Von Mathias Fontana
Der Gott der Bibel ist einer, dem keine Pop-Up-Meldung, kein Gebet und kein Hilferuf zu viel ist. Er ist für uns ständig erreichbar. Müssen wir – als Gottes «Ebenbild» – ebenfalls ständig erreichbar sein? Nein, behaupte ich! Denn selbst Jesus, der als Mensch auf der Erde lebte, suchte immer wieder Ruhe und Einsamkeit.
Gott ist immer erreichbar, das wusste schon König David. In einem seiner aufgeschriebenen Gebete steht: «Ich rufe zu dir, denn du, Gott, wirst mich erhören; neige deine Ohren zu mir, höre meine Rede!»1 Als technikbegeisterter Mensch, der mit Computer, Internet und Handy aufgewachsen ist, finde ich vor allem die «plattformunabhängige Erreichbarkeit» Gottes faszinierend. Um mit Gott Verbindung aufzunehmen, ist kein bestimmtes App notwendig, kein Handyempfang oder ein freies WLAN Voraussetzung. Ich kann jederzeit und ohne Einschränkung mit ihm sprechen, er hört mich. Selbst wenn nicht all meine Bitten erfüllt werden. Dietrich Bonhoeffer sagte: Gott erfüllt nicht alle unsere Wünsche, aber alle seine Verheissungen.

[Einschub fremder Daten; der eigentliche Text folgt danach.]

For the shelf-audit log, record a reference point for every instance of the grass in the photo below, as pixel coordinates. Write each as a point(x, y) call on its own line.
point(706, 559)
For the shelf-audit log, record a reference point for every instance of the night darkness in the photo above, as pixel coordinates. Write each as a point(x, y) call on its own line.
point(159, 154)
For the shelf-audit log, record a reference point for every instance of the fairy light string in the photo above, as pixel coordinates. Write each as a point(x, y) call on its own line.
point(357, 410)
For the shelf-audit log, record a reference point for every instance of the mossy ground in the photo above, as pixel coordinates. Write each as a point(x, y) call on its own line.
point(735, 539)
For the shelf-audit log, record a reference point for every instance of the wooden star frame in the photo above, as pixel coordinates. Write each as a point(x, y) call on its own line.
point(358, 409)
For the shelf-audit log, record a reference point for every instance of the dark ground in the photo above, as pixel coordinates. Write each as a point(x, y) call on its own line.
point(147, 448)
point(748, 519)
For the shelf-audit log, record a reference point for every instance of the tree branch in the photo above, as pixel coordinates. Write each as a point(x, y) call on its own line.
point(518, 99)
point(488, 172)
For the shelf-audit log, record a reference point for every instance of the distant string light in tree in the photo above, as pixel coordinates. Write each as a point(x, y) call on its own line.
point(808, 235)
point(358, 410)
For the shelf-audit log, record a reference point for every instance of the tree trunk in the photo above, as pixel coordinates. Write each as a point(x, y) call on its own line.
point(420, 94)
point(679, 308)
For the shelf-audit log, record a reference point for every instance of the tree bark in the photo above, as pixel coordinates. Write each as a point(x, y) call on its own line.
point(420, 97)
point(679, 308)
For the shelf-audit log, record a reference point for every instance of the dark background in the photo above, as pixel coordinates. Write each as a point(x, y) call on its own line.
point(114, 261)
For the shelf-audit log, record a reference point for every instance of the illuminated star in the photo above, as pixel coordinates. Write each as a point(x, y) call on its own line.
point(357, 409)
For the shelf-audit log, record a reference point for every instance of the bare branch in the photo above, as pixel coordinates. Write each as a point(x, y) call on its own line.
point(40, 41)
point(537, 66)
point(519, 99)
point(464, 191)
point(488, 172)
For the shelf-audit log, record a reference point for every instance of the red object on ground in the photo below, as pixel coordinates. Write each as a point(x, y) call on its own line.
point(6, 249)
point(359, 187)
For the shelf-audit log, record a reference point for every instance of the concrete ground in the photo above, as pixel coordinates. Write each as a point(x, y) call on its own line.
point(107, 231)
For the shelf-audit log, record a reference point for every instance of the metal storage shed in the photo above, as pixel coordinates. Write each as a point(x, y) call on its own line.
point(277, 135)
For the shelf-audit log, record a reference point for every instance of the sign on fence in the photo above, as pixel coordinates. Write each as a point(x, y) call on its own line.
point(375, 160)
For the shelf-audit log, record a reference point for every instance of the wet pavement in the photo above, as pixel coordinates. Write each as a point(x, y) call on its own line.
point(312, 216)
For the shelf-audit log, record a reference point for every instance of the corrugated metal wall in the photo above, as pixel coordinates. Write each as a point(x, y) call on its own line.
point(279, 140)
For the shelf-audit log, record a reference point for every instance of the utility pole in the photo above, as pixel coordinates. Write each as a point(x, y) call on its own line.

Auch die Geschichte der blutflüssigen Frau2 erinnert mich daran, dass Gott immer erreichbar ist und wirkt – selbst wenn er es gar nicht bewusst macht: Da ist Jesus, unterwegs in einer grossen Menschenmenge. Hunderte Menschen um ihn herum, ein Riesengedränge. Darunter auch eine Frau, sie leidet seit zwölf Jahren an starken Blutungen. Kein Arzt konnte ihr bisher helfen. Sie gilt wegen der Blutungen als unrein und dürfte eigentlich mit niemandem in Kontakt kommen. Trotzdem wagt sie sich unter die Menschen. Denn sie hat von Jesus gehört und weiss, dass er Kranke heilen kann. Er ist ihre letzte Hoffnung. Sie will gar nicht mit ihm sprechen, sondern nur von hinten sein Gewand berühren. Sie sagt sich: «Wenn ich wenigstens seine Kleider berühren kann, werde ich bestimmt gesund.» Und genau so ist es, ihre Blutungen hören in dem Moment auf, als sie das Gewand von Jesus berührt. Jesus wollte in diesem Moment die Frau gar nicht bewusst heilen – trotzdem war er für sie «erreichbar »! Denn in der Geschichte heisst es weiter, dass Jesus bemerkt hat, dass heilende Kraft von ihm ausgegangen ist. «Wer hat mich berührt?», fragt er. Seine Freunde entgegnen ihm: «Die Leute bedrängen dich von allen Seiten und da fragst du, wer dich angefasst hat?» Schlussendlich gibt sich die Frau zu erkennen und Jesus sagt zu ihr: «Meine Tochter, dein Glaube hat dir geholfen. Gehe in Frieden. Du bist geheilt.»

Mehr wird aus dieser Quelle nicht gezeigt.